That leaves the League – until recently a fringe regional party – as the largest political force still opposing Italy’s membership of the euro. In any case it would likely be overruled by its senior partner in the alliance, Berlusconi’s Forza Italia (Go Italy) party.

Matteo Salvini, the Northern League leader attempting to make the party a national force, “has changed his position on the euro”, Berlusconi said in a radio interview on Tuesday.

“He has understood that leaving is impossible and untenable for our economy. The currency started badly, but that said today we can no longer do without the euro.”

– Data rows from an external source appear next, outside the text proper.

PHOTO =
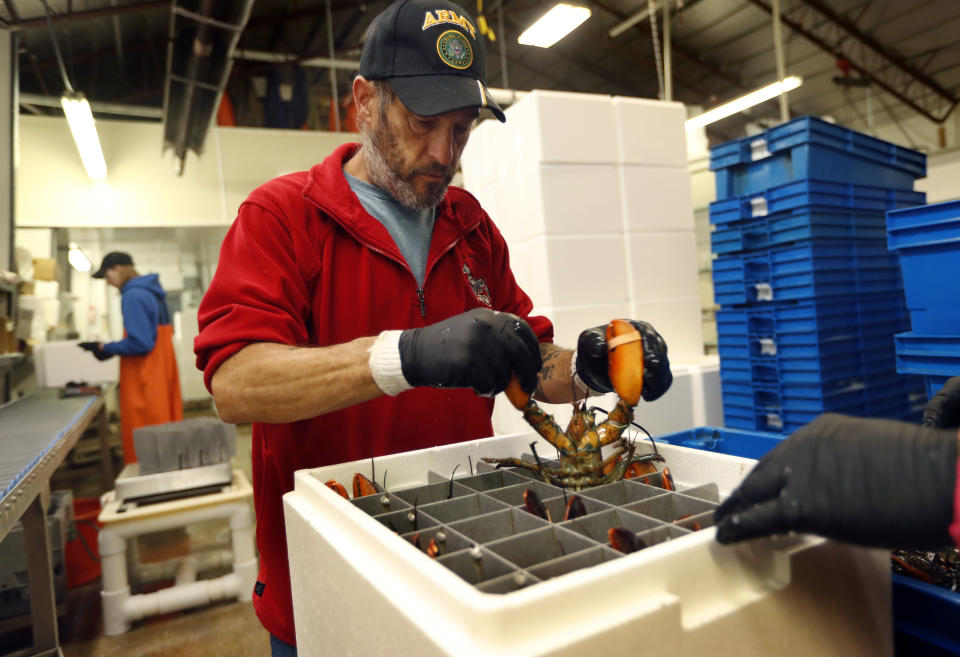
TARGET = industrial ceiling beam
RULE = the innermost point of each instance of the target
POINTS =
(870, 59)
(90, 14)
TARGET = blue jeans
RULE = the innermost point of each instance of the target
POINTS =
(280, 648)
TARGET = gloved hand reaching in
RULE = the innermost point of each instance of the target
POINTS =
(592, 365)
(878, 483)
(943, 409)
(480, 349)
(95, 348)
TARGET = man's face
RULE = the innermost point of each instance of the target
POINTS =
(113, 276)
(414, 157)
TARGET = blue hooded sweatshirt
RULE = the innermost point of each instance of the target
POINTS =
(144, 306)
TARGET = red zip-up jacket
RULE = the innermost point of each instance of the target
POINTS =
(304, 264)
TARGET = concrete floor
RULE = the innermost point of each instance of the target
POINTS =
(227, 629)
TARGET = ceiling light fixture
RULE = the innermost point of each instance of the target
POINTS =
(79, 117)
(554, 25)
(77, 258)
(742, 103)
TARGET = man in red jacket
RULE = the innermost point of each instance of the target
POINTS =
(364, 307)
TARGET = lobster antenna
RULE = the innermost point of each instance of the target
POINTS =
(450, 494)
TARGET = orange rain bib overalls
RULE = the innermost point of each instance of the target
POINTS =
(149, 388)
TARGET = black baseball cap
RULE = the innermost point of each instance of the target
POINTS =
(432, 54)
(113, 259)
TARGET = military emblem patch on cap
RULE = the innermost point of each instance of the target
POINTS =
(454, 49)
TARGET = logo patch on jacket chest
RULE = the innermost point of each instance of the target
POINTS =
(478, 285)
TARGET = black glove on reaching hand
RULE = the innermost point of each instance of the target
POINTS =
(478, 349)
(943, 409)
(95, 349)
(593, 367)
(878, 483)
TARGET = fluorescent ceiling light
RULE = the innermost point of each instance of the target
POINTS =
(554, 25)
(84, 132)
(737, 105)
(78, 259)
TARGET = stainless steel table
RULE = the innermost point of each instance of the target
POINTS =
(36, 433)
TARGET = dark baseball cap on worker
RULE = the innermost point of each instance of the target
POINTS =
(112, 259)
(433, 56)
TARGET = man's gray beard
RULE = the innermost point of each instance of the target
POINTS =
(384, 175)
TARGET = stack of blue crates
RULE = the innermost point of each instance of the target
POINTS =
(927, 240)
(810, 295)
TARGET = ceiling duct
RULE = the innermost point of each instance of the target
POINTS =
(203, 36)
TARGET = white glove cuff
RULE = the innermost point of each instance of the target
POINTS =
(385, 363)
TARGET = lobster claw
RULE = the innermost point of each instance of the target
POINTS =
(625, 360)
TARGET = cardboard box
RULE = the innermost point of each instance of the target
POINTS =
(8, 340)
(46, 269)
(46, 289)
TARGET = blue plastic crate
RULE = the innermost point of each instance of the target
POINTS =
(746, 444)
(815, 321)
(811, 194)
(797, 225)
(934, 383)
(928, 615)
(808, 147)
(928, 354)
(805, 271)
(928, 242)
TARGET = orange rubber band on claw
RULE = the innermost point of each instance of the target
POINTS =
(625, 360)
(626, 338)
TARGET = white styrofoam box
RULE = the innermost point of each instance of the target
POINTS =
(651, 131)
(656, 198)
(478, 163)
(569, 321)
(519, 205)
(679, 321)
(664, 265)
(587, 269)
(56, 363)
(46, 312)
(360, 589)
(560, 199)
(560, 126)
(580, 198)
(528, 261)
(571, 271)
(46, 289)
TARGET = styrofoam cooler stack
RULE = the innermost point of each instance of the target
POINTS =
(599, 221)
(57, 363)
(512, 584)
(811, 296)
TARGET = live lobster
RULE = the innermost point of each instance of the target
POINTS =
(581, 464)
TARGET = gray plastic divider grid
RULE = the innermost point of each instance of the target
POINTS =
(482, 531)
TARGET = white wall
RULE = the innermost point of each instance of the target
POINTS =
(943, 177)
(141, 188)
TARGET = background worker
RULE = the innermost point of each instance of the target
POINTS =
(364, 308)
(879, 483)
(149, 382)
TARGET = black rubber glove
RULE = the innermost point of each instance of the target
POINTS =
(478, 349)
(943, 409)
(879, 483)
(593, 367)
(95, 349)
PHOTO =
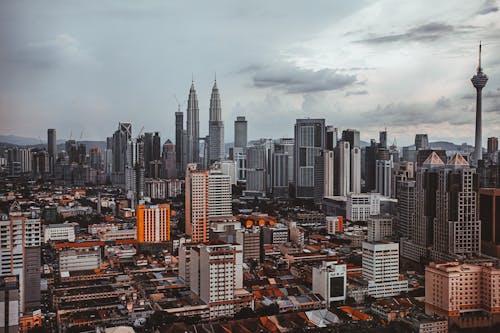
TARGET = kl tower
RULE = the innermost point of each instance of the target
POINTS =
(479, 81)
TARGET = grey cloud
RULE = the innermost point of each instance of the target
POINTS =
(426, 32)
(295, 80)
(60, 50)
(487, 94)
(489, 6)
(443, 102)
(356, 92)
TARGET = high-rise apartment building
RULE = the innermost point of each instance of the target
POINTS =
(421, 141)
(489, 214)
(193, 127)
(169, 162)
(379, 228)
(95, 158)
(240, 132)
(457, 228)
(407, 209)
(383, 180)
(454, 290)
(351, 136)
(280, 176)
(324, 176)
(447, 224)
(52, 148)
(120, 147)
(256, 170)
(355, 183)
(343, 168)
(180, 143)
(208, 198)
(492, 145)
(381, 269)
(215, 274)
(215, 128)
(153, 223)
(20, 237)
(9, 304)
(309, 142)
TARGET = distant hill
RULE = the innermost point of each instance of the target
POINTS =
(19, 140)
(7, 141)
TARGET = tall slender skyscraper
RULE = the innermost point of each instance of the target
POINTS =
(309, 142)
(479, 81)
(215, 128)
(193, 127)
(52, 148)
(180, 144)
(240, 132)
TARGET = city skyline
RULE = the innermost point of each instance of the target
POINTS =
(387, 71)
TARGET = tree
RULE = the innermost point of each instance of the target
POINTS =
(245, 313)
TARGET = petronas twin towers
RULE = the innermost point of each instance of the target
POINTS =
(215, 133)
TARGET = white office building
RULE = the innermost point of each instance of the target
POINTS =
(360, 206)
(81, 259)
(330, 280)
(59, 232)
(381, 269)
(379, 228)
(215, 274)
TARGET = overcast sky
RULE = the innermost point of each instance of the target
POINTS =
(405, 65)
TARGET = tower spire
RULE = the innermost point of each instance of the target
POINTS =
(479, 69)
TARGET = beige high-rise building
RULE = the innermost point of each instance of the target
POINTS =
(208, 198)
(453, 289)
(215, 275)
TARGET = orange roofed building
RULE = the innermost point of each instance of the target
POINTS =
(153, 223)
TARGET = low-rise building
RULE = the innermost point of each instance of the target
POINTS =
(60, 232)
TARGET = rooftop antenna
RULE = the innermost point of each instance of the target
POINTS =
(479, 69)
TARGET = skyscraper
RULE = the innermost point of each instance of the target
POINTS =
(343, 168)
(492, 145)
(383, 178)
(309, 142)
(193, 127)
(352, 136)
(479, 81)
(169, 161)
(355, 170)
(180, 149)
(20, 254)
(208, 197)
(215, 272)
(421, 142)
(381, 269)
(240, 132)
(121, 143)
(457, 228)
(280, 174)
(52, 148)
(215, 128)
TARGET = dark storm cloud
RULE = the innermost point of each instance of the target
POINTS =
(489, 6)
(426, 32)
(444, 110)
(296, 80)
(356, 92)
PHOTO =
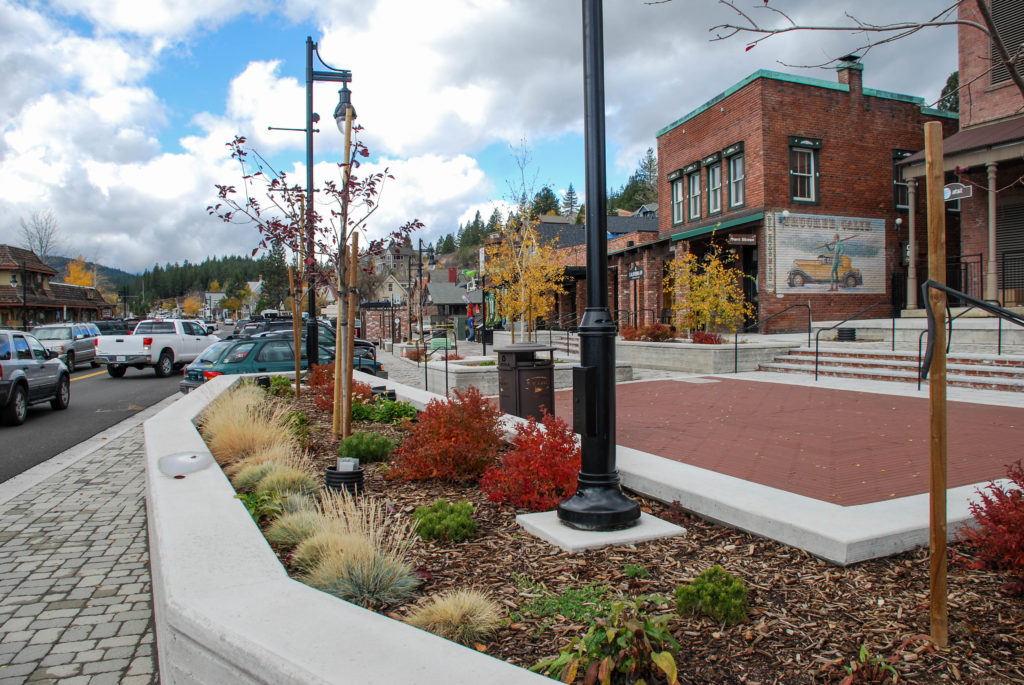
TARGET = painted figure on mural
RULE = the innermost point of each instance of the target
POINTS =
(838, 250)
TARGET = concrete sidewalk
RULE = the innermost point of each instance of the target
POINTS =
(75, 595)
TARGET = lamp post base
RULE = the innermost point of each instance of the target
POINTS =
(599, 507)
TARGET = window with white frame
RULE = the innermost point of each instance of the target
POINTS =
(804, 169)
(737, 180)
(693, 194)
(678, 201)
(715, 188)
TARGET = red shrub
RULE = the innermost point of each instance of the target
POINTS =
(454, 440)
(655, 333)
(541, 469)
(322, 386)
(705, 338)
(997, 534)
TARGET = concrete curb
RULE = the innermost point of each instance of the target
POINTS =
(226, 611)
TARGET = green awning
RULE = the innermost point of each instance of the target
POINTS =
(719, 225)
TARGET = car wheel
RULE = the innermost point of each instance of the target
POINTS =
(164, 366)
(62, 398)
(16, 410)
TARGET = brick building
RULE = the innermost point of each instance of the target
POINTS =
(774, 168)
(987, 156)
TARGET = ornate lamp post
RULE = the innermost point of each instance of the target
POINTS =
(599, 503)
(344, 77)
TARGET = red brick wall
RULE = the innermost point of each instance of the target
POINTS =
(980, 100)
(858, 134)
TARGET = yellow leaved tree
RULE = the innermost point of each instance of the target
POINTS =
(192, 305)
(524, 274)
(79, 273)
(707, 292)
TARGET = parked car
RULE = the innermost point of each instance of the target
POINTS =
(30, 374)
(163, 344)
(263, 354)
(73, 342)
(110, 327)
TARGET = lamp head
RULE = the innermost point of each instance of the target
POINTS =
(344, 102)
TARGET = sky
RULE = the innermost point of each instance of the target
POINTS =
(115, 114)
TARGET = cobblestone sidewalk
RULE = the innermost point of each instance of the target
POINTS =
(75, 597)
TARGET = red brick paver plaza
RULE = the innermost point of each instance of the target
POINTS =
(838, 445)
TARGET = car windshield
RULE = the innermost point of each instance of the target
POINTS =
(213, 353)
(62, 333)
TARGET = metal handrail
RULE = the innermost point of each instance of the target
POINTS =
(981, 304)
(817, 335)
(735, 336)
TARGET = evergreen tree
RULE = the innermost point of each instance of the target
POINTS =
(570, 202)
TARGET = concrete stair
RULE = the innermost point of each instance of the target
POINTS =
(988, 372)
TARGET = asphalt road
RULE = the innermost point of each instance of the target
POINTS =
(97, 401)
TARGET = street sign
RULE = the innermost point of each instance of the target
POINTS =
(953, 191)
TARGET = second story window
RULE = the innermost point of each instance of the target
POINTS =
(693, 187)
(678, 201)
(901, 193)
(804, 169)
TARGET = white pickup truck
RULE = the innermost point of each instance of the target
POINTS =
(161, 343)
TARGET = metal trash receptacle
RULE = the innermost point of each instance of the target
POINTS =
(525, 382)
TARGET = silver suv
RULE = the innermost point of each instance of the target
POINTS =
(29, 374)
(74, 342)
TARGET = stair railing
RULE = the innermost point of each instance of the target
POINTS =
(851, 317)
(757, 325)
(993, 309)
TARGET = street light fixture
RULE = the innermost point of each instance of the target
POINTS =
(344, 77)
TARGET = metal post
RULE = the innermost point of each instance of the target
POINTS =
(312, 349)
(599, 503)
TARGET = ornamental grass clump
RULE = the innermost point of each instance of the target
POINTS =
(465, 616)
(455, 440)
(291, 528)
(286, 478)
(241, 423)
(715, 593)
(449, 522)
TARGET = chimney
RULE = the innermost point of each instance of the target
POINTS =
(851, 73)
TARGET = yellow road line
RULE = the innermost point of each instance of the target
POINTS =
(98, 373)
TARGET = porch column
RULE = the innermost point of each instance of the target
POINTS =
(911, 267)
(991, 283)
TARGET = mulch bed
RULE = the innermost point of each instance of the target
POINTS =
(808, 617)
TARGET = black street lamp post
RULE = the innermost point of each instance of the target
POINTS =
(344, 77)
(599, 503)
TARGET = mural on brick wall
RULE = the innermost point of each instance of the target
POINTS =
(816, 253)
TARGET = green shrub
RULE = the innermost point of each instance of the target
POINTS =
(715, 593)
(291, 528)
(465, 616)
(261, 506)
(452, 522)
(367, 446)
(248, 477)
(282, 386)
(629, 645)
(284, 478)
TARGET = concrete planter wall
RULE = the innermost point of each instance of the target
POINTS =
(227, 612)
(695, 358)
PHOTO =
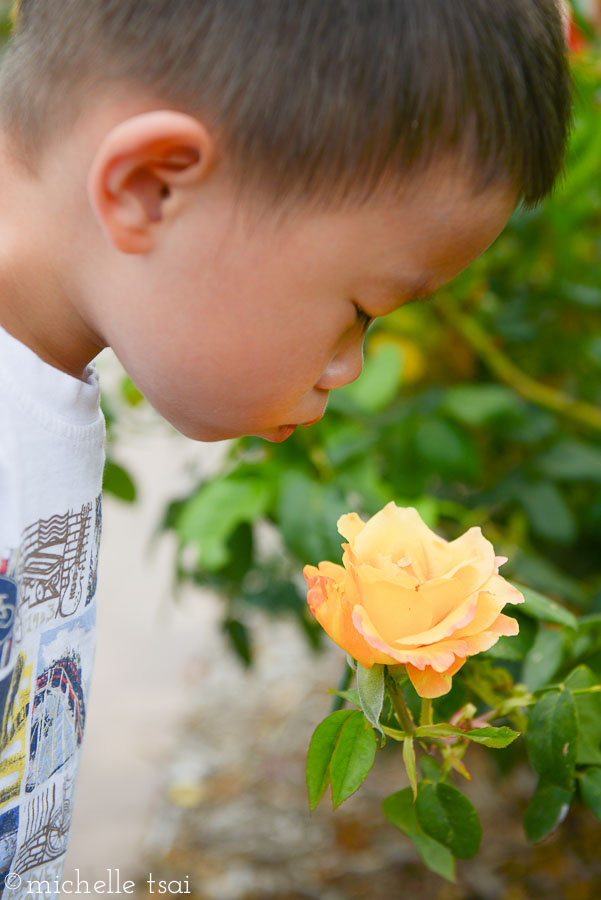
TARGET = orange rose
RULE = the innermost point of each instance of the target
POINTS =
(406, 595)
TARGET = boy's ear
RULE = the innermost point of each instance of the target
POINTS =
(140, 171)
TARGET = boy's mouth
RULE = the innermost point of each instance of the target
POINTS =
(279, 434)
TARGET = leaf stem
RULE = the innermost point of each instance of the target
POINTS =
(541, 394)
(346, 677)
(400, 707)
(426, 717)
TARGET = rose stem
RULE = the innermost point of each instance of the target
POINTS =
(400, 708)
(426, 716)
(343, 685)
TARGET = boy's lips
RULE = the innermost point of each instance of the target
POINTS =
(284, 431)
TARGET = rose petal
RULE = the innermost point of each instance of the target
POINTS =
(457, 619)
(396, 532)
(430, 684)
(350, 525)
(393, 609)
(329, 603)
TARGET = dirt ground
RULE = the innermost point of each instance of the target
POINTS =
(232, 819)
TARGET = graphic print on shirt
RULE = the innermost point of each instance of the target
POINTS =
(47, 822)
(93, 579)
(9, 826)
(59, 706)
(53, 561)
(9, 601)
(47, 637)
(15, 692)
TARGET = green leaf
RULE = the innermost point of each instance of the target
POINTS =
(544, 659)
(552, 738)
(447, 449)
(431, 768)
(352, 758)
(212, 514)
(370, 685)
(571, 460)
(117, 481)
(588, 714)
(490, 736)
(590, 790)
(540, 607)
(308, 512)
(321, 749)
(547, 809)
(449, 817)
(548, 513)
(377, 387)
(410, 764)
(480, 404)
(400, 811)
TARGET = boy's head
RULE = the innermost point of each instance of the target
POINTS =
(226, 181)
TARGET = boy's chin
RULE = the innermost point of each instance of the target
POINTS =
(277, 435)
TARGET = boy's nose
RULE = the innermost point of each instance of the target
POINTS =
(345, 367)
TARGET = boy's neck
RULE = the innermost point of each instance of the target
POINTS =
(35, 293)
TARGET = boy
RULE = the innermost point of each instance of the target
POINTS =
(226, 192)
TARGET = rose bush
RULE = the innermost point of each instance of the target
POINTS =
(405, 595)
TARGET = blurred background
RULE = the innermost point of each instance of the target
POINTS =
(481, 407)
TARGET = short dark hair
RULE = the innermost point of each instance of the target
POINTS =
(315, 99)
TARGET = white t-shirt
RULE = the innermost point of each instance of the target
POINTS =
(51, 462)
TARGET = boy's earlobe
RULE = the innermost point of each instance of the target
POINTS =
(140, 173)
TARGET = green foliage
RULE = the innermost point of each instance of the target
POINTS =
(552, 738)
(118, 482)
(548, 807)
(400, 810)
(341, 753)
(448, 816)
(479, 408)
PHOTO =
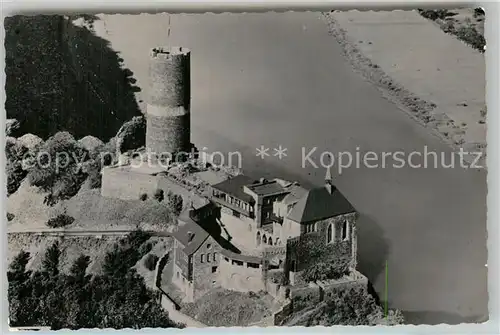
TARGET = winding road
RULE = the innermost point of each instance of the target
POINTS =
(279, 79)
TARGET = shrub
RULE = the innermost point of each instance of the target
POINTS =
(471, 36)
(150, 262)
(51, 298)
(350, 307)
(59, 221)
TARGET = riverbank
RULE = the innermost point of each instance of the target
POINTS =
(421, 69)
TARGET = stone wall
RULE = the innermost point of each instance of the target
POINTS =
(310, 248)
(239, 277)
(305, 296)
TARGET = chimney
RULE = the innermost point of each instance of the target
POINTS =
(328, 181)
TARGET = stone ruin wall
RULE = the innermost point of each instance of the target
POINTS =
(125, 185)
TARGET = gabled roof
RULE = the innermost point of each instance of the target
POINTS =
(192, 235)
(234, 187)
(319, 204)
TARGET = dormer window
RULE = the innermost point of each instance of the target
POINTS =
(330, 233)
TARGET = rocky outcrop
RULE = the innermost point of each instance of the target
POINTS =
(132, 135)
(90, 143)
(30, 141)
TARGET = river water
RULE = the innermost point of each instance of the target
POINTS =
(279, 79)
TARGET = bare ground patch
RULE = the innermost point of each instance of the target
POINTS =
(422, 111)
(225, 308)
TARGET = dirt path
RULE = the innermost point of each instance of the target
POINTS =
(437, 78)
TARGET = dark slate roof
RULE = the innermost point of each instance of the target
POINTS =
(240, 257)
(234, 187)
(188, 226)
(267, 188)
(318, 204)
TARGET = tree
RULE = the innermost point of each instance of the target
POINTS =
(349, 307)
(116, 299)
(59, 221)
(57, 169)
(175, 202)
(159, 195)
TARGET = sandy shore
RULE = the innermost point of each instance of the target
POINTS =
(435, 78)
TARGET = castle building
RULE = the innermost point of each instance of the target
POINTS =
(167, 128)
(168, 102)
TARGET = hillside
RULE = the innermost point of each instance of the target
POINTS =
(63, 77)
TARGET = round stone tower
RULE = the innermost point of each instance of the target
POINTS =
(168, 117)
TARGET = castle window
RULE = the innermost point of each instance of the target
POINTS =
(330, 234)
(345, 233)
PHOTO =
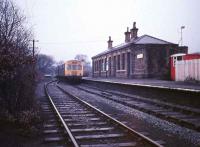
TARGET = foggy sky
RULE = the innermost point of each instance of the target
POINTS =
(65, 28)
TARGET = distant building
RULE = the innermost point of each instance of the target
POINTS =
(185, 67)
(137, 57)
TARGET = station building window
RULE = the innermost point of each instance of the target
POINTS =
(123, 61)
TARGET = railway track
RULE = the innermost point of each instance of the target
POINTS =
(87, 126)
(183, 116)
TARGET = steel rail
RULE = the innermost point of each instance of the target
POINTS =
(60, 117)
(114, 121)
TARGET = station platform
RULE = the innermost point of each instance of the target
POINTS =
(182, 86)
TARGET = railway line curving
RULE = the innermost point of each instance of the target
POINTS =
(87, 126)
(183, 116)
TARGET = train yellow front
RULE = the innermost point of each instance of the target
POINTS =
(71, 70)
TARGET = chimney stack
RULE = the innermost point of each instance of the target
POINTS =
(127, 35)
(110, 43)
(134, 31)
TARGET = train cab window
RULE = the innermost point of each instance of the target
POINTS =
(179, 58)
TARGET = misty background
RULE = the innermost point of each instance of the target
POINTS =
(66, 28)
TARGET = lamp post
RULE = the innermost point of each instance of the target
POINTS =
(182, 27)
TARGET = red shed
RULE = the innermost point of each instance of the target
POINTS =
(185, 66)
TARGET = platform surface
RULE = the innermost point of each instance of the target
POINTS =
(185, 86)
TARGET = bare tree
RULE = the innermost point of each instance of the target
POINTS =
(86, 63)
(45, 64)
(16, 61)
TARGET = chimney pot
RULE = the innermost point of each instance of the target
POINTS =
(134, 31)
(110, 43)
(127, 35)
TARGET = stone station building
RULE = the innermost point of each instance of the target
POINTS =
(137, 57)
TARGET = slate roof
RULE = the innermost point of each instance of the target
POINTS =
(144, 39)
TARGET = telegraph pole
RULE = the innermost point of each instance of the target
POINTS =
(182, 27)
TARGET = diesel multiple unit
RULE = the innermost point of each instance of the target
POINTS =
(70, 70)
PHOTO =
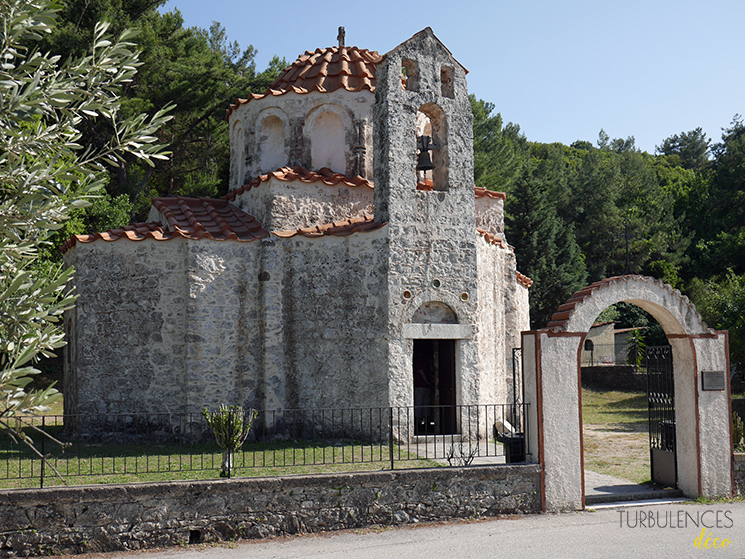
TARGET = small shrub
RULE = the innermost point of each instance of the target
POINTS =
(737, 432)
(231, 425)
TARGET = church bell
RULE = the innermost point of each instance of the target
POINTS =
(424, 161)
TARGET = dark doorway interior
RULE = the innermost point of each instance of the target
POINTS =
(434, 387)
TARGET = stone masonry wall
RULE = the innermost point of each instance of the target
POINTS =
(432, 234)
(491, 322)
(333, 320)
(286, 206)
(223, 335)
(139, 516)
(127, 331)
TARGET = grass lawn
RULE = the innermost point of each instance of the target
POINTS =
(616, 434)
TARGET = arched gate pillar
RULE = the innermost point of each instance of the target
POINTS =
(551, 365)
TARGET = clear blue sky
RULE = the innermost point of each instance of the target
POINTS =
(562, 70)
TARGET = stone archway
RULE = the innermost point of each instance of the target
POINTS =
(551, 364)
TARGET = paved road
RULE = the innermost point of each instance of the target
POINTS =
(608, 532)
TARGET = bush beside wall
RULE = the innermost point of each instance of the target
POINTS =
(740, 474)
(71, 520)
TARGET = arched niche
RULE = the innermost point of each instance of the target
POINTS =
(552, 370)
(238, 160)
(271, 132)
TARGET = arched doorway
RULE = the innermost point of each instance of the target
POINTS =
(551, 365)
(434, 374)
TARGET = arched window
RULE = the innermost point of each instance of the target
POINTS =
(409, 75)
(327, 143)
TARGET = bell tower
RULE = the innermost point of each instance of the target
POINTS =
(424, 191)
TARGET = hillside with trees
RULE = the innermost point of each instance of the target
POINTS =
(570, 211)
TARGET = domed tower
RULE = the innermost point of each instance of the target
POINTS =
(301, 152)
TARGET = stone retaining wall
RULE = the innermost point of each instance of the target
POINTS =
(740, 474)
(139, 516)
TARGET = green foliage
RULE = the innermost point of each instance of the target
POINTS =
(721, 302)
(636, 348)
(231, 426)
(200, 71)
(45, 174)
(499, 152)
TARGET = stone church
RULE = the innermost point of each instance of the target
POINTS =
(352, 246)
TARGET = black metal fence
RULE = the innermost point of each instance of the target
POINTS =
(122, 448)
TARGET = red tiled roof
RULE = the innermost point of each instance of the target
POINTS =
(363, 224)
(207, 218)
(524, 280)
(133, 232)
(324, 70)
(492, 239)
(562, 314)
(289, 174)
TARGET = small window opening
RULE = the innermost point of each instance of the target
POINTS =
(446, 77)
(409, 75)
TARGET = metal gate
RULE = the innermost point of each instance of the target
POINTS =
(661, 405)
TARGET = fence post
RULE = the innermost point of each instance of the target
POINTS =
(43, 453)
(390, 435)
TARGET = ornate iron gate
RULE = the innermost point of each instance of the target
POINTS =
(661, 405)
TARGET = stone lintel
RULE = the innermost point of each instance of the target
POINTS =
(438, 331)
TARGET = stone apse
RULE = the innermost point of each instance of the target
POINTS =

The League’s economics spokesman, Claudio Borghi, promptly disagreed, telling Italian television that “one second after the League is in government it will begin all possible preparations to arrive at our monetary sovereignty. It’s a question of national security.”

He might find backing from the third member of the rightwing alliance, the Brothers of Italy party, which has opposed the single currency in the past. It has been less vocal on the issue recently, however, focusing its criticism instead on the European Union’s broader economic policies and its approach to migration.

This last issue in particular promises to weigh far more heavily in the election campaign than the euro – especially now that the Five Star Movement (M5S) has dropped its opposition.

“It's time to change the rules on the euro, not leave the euro,” the M5S leader, Luigi Di Maio, told TGCOM24 television on Wednesday, calling a referendum on the single currency a last resort. With the EU more fractured than ever, he said, Italy was in a better position to negotiate than when the M5S first proposed quitting the euro zone.

While polls indicate that Italy is one of the most eurosceptic members of the EU, most moderate voters balk at leaving the euro. They are more likely to consider voting for populist parties like the M5S or Northern League because of concerns over immigration, one recent survey suggested.

The centre-left Democratic Party (PD), which has led Italy’s coalition government throughout the ongoing migration crisis, is currently polling behind the M5S but ahead of Forza Italia. Together Forza Italia and its allies are in front of both the centre-left coalition and the M5S, which is not part of any alliance. 

The vote is expected to take place on March 4th.